In a paper published in the journal Nature Neuroscience CSHL Associate Professor Joshua Dubnau and colleagues show that so-called "jumping genes," or transposons, increase in abundance and activity in the brains of fruit flies as they age.

Originally discovered at CSHL by Professor Barbara McClintock while working on maize (corn) in the 1940s, transposons are typically repeat DNA sequences that insert themselves into the DNA of an animal or plant.

The moniker "jumping genes" comes from the fact that when activated they can reinsert themselves, or transpose, into another part of the genome. In the course of doing so they are thought to either provide variations in genetic function or, especially in the germline, induce potentially fatal disruptive defects.

Jumping genes in the brains of fruit flies

The median lifespan of a fruit fly can be measured in days. The average fly lives for somewhere between 40-50 days. But they provide a powerful model with which to get at the genetics of things like aging and brain function, including memory.

Dubnau's interest was piqued by an experiment in which his team showed that when the activity of a protein called Ago2 (Argonaute 2) was perturbed, so was long-term memory -- which was tested using a trained Pavolvian response to smell. "This is a neurodegenerative defect that gets profoundly more apparent with age of the flies," notes Dubnau.

Since Ago2 is known to be involved in protecting against transposon activity in fruit flies, Dubnau and colleagues in his lab, including Wanhe Li and Lisa Prazak, were compelled to look for transposons.

Though transposons have been shown to be active during normal brain development, they are silenced soon afterward. The implication is that they have some functional role in development.

When Dubnau's group looked for transposons they found that there is a marked increase in transposon levels in the brain cells, or neurons, by 21 days of age in normal fruit flies. The levels were observed to increase steadily with age. These transposons, including one in particular called gypsy, were highly active, jumping from place to place in the genome.

When they blocked Ago2 from being expressed in fruit flies, transposons accumulated at a much younger age. In fact the levels of transposons in young Ago2 "knock-out" flies were equivalent to those in much older normal flies, and increased further still as the Ago2 knock-out flies aged.
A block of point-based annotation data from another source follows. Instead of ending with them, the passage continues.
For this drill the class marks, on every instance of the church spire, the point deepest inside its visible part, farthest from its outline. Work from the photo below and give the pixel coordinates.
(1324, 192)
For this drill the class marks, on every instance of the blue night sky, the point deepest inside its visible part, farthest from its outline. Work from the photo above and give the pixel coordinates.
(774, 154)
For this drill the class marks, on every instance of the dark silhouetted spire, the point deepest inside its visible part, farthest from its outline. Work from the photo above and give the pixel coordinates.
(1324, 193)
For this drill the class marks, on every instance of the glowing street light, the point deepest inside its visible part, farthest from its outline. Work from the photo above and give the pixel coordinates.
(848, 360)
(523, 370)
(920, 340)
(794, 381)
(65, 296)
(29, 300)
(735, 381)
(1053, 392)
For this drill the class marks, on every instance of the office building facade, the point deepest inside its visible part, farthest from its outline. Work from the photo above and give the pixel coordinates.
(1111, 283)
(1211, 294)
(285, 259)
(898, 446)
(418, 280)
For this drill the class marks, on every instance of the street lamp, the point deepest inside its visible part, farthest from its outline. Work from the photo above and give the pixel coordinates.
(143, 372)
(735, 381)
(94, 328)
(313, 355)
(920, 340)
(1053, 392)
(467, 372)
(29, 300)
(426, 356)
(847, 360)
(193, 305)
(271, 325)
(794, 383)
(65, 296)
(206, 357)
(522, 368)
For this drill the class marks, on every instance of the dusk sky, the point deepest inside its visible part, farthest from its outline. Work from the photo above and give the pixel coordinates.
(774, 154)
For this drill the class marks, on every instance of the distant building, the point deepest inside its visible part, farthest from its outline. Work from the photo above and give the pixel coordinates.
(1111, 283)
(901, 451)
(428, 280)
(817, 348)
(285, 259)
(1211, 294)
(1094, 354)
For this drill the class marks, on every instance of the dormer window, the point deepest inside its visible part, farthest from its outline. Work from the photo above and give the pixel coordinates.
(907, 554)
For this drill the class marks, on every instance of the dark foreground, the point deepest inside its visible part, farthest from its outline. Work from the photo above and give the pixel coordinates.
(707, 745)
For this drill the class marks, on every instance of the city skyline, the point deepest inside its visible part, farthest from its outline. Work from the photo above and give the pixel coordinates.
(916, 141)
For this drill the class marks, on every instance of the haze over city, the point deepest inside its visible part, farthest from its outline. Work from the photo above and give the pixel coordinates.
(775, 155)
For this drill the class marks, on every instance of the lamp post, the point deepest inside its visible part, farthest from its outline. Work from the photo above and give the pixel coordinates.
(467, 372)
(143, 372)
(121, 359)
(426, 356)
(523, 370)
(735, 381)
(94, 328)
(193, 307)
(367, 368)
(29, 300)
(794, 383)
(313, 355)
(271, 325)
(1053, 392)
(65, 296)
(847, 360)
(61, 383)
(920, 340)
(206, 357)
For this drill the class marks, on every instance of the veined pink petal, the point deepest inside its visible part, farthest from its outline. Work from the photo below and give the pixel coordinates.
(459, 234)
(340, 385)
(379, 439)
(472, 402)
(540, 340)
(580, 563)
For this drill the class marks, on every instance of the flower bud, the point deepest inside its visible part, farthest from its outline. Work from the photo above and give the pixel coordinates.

Accompanying this transposon accumulation were defects in long-term memory that mirrored those usually seen in much older flies, as well as a much-reduced lifespan. "Essentially the Ago2 knock out flies have no long-term memory by the time they are 20 days old, while normal flies have a normal long-term memory at the same age," Dubnau reports.

In a previous paper the Dubnau lab, in collaboration with CSHL Assistant Professor Molly Hammell, established a connection between transposons and devastating neurodegenerative diseases such ALS (amyotrophic lateral sclerosis, or Lou Gehrig's disease) and FTLD (frontotemporal lobar degeneration). The link was the protein TDP-43, which they showed controls transposon activity.

Taken together with the results in his team's new paper, Dubnau proposes that a "transposon storm" may be responsible for age-related neurodegeneration as well as the pathology seen in some neurodegenerative disorders.

However, his studies so far don't address whether transposons are the cause or an effect of aging-related brain defects. "The next step will be to activate transposons by genetically manipulating fruit flies and ask whether they are a direct cause of neurodegeneration," Dubnau says.

"Activation of transposable elements during aging and neuronal decline in Drosophila" is published online in Nature Neuroscience on April 7, 2013. The authors are: Wanhe Li1, Lisa Prazak, Nabanita Chatterjee, Servan Grüninger, Lisa Krug, Delphine Theodorou & Josh Dubnau. The paper can be obtained online at doi:10.1038/nn.3368.

The research described in this release was supported by the following grants and funding agencies: US National Institutes of Health grant TR01(5R01NS067690-03) and DART NeuroScience LLC awarded to J.D. S.G. received additional support from the Shakespeare Fellowship and the Ernst Göhner Foundation.